3.2 Install amphtml-validator library in the project
The AMP team is mainting amphtml-library, and it allows you to validate urls in the CLI. This means that, after installing the package with npm install amphtml-validator
, if you run the following command, you get the result of the url (Pass or the proper error):
npx amphtml-validator http://localhost:3000/my-post/amp/
3.3 Add sitemap to our project
In order to go through all the urls of test.frontity.org, I create a new json file at the root of the project, sitemap.json
, to easily iterate through the urls. For doing this I followed these steps:
- Go to
view-source:https://test.frontity.org/post-sitemap.xml
and copy the XML. Here we are taking the posts, but this way is easy to change between the page-sitemap or the category-sitemap.
- Go to XMLtoJSON tool and paste the XML. I had to remove the first commented line.
- Copy the JSON and paste it in the
sitemap.json
file of our project.
- Search and replace the url (https://test.frontity.org in this case) for http://localhost:3000.

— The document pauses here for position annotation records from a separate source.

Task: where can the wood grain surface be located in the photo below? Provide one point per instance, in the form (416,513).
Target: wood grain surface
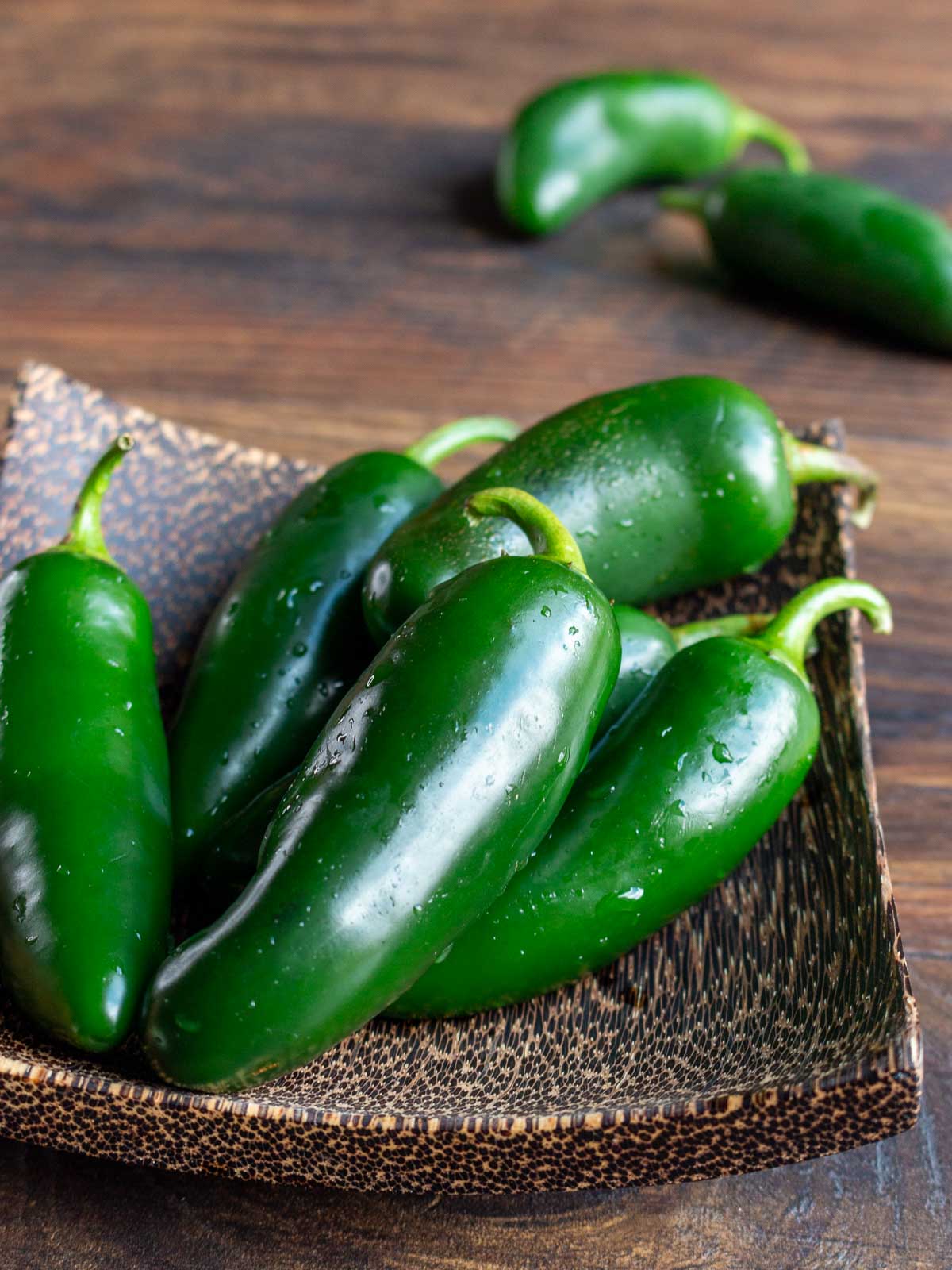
(272,220)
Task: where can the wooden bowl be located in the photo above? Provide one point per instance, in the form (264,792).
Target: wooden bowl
(771,1022)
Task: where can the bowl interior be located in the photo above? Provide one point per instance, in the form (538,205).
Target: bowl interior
(784,975)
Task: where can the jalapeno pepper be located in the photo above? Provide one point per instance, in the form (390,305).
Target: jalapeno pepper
(433,781)
(668,487)
(287,638)
(685,784)
(837,243)
(232,852)
(585,139)
(86,837)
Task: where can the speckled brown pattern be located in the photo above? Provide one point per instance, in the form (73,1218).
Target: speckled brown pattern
(772,1022)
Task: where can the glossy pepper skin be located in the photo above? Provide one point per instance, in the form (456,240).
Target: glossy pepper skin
(585,139)
(666,486)
(435,780)
(685,785)
(839,244)
(287,638)
(647,645)
(86,836)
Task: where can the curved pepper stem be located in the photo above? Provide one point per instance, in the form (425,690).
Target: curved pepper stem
(543,527)
(791,630)
(86,533)
(731,624)
(442,442)
(808,463)
(735,625)
(752,126)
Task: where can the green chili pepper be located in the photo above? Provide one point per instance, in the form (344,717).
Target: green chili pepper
(685,784)
(287,638)
(668,487)
(86,838)
(435,780)
(585,139)
(232,852)
(837,243)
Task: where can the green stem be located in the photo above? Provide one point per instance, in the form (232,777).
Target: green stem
(736,625)
(731,624)
(678,198)
(442,442)
(543,527)
(86,533)
(752,126)
(793,625)
(808,463)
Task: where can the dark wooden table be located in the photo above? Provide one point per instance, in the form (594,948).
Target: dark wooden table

3.4 Create a script to run urls in bulk
Now that I was able run that command in our project and I had the sitemap in JSON format, it was a matter of running it for all the urls. For that, I created a validator.js
file in the root of the project, which looks like this:
const util = require("util");
const exec = util.promisify(require("child_process").exec);
const sitemap = require("./sitemap.json");
const urls = sitemap.urlset.url;
let urlsPass = 0;
let urlsError = 0;
let listErrorUrls = [];
const validate = async () => {
for (const url of urls) {
try {
const { stdout } = await exec(
"npx amphtml-validator " + url.loc + "amp/"
);
if (stdout) {
urlsPass++;
console.log(stdout);
}
} catch (err) {
urlsError++;
listErrorUrls.push(url.loc);
console.log(err.stderr);
}
}
console.log("Urls pass: " + urlsPass);
console.log("Urls error: " + urlsError);
console.log("List of error urls: " + listErrorUrls);
};
validate();
Once you have this script, you can run node validator.js
and it will iterate through the array of urls defined in the sitemap. Depending on the sitemap format the logic may change a bit, but it should be pretty similar.
Of course, I just added some basic logic to console.log the results, but it could be adapted as well. Maybe you just want the urls that fail for example.